CityTaps first began work in late 2016 in Niamey (population 1.2 million), the capital city of the West African country of Niger, one of the poorest countries in the world.  The company partnered with the local water utility, S.E.E.N., a subsidiary of French multinational Veolia, and French telecommunications company Orange, which provides the mobile payment system, on a pilot test of 20 water meters that received funding from the GSMA Mobile for Development Utilities Innovation Fund. S.E.E.N. has since installed 1,400 units. 

A CityTaps survey of heads of customers in Niamey found that the 94% of households saved money on water. They also reported saving time and a perceived improvement in their health.

African expansion

CityTaps initially raised “friends and family” money and won several grants and prizes, including a $500,000 award from U.S. telecom company Verizon.  In December 2018, the company raised $500,000 in convertible notes from the Global Innovation Fund (GIF), and in 2019 it was awarded €1 million in non-dilutive funding from the French government. CityTaps could help “make existing water distribution networks more efficient, and improve access to water and the reliability of that access for people living on less than $5 per day,” said GIF Investment Director Avinash Mishra.

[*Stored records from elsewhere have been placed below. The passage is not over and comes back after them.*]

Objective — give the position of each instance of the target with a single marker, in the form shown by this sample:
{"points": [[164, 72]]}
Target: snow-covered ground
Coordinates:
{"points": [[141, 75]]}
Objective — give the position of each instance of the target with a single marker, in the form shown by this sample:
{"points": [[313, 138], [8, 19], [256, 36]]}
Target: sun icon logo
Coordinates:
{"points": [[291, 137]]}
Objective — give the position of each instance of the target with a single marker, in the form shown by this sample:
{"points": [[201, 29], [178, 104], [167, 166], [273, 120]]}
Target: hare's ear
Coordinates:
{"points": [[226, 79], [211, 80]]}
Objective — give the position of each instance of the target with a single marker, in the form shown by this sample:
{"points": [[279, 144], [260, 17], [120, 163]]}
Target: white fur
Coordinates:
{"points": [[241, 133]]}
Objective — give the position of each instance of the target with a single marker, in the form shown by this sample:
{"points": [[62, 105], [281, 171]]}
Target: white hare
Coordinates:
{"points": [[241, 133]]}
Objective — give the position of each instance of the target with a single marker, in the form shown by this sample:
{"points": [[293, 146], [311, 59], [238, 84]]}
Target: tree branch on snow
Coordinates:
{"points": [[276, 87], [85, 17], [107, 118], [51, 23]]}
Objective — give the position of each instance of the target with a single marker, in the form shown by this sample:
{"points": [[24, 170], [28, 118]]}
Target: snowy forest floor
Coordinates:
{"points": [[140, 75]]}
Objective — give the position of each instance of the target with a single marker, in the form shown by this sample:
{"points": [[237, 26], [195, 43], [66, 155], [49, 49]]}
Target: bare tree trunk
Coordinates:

The company is now expanding throughout Africa.  It is preparing to start a new project in January 2020 in the Kenyan city of Malindi which will cover 30,000 customers, and expects to expand country-wide in 2021. The Orange team in Burkina Faso has also purchased CTMeters for sale to the local water utility. 

CityTaps is starting to sell its solution to utilities on a lease-to-own basis. It hopes to raise a debt instrument of €2 million to €5 million in 2020 – and much larger amounts as the commercial rollout expands – to enable the company to extend leasing terms to its utility clients.  The lease payments can be backed by the pay-as-you-go household payments, which could feasibly go directly to investors. The cloud-based data generated by the CityTaps system provides investor transparency as well.